In 1991, he partnered with the Federal Aviation Administration to begin collecting the data necessary to understand the full dimensions of the bird-strike threat—a project that evolved into the Wildlife Strike Database, a searchable compendium that now contains accounts of more than 231,000 violent encounters between animals and aircraft. That same year, Dolbeer also cofounded Bird Strike Committee USA, an association of biologists, bureaucrats, and aviation safety experts whose shared goal is a future in which travelers needn’t worry about dying due to splattered mallards, swifts, or mourning doves.

The 74-year-old Dolbeer is now regarded as the elder statesman of the bird-strike world, a tight-knit group of researchers and practitioners who gather regularly to discuss the best methods to minimize snarge. Their work has transformed how modern airports function, though not in ways that are readily observable to most passengers. The never-ending war on birds takes place far from the terminals, in the swaths of grass that lie beyond the zones where jets taxi to and fro. These verdant nooks are where Dolbeer’s disciples use an array of sophisticated hardware to frighten, frustrate, and sometimes slaughter their winged adversaries, all in the name of protecting millions of flyers who are oblivious to the struggle.
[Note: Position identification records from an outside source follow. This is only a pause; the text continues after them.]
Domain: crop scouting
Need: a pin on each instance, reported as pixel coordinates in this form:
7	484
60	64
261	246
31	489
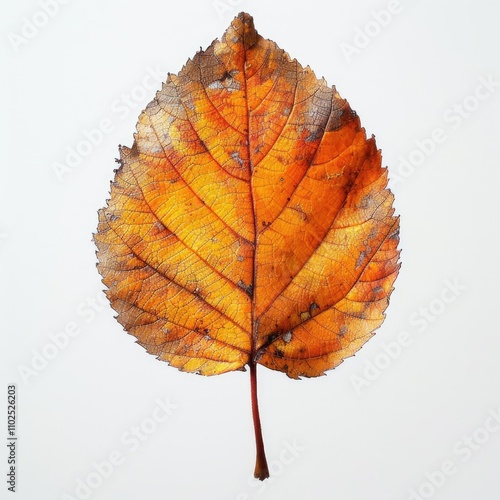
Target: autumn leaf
250	222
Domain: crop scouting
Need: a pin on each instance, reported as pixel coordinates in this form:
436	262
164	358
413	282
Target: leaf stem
261	470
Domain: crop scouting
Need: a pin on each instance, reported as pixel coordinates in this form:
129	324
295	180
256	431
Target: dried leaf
250	222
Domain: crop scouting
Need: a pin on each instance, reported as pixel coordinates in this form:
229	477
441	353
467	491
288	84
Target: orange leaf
250	221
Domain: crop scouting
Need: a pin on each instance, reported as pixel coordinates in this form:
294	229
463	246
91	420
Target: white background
377	441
The bird-strike community can safely claim to have the upper hand at the moment. The number of damaging collisions per year has declined by 8 percent since 2000, and fewer than three dozen American lives have been lost in such incidents since 1990. Yet Dolbeer, who remains active in bird-strike circles despite having retired from the federal government in 2008, believes that planes are still too vulnerable once they soar beyond an airport’s boundaries.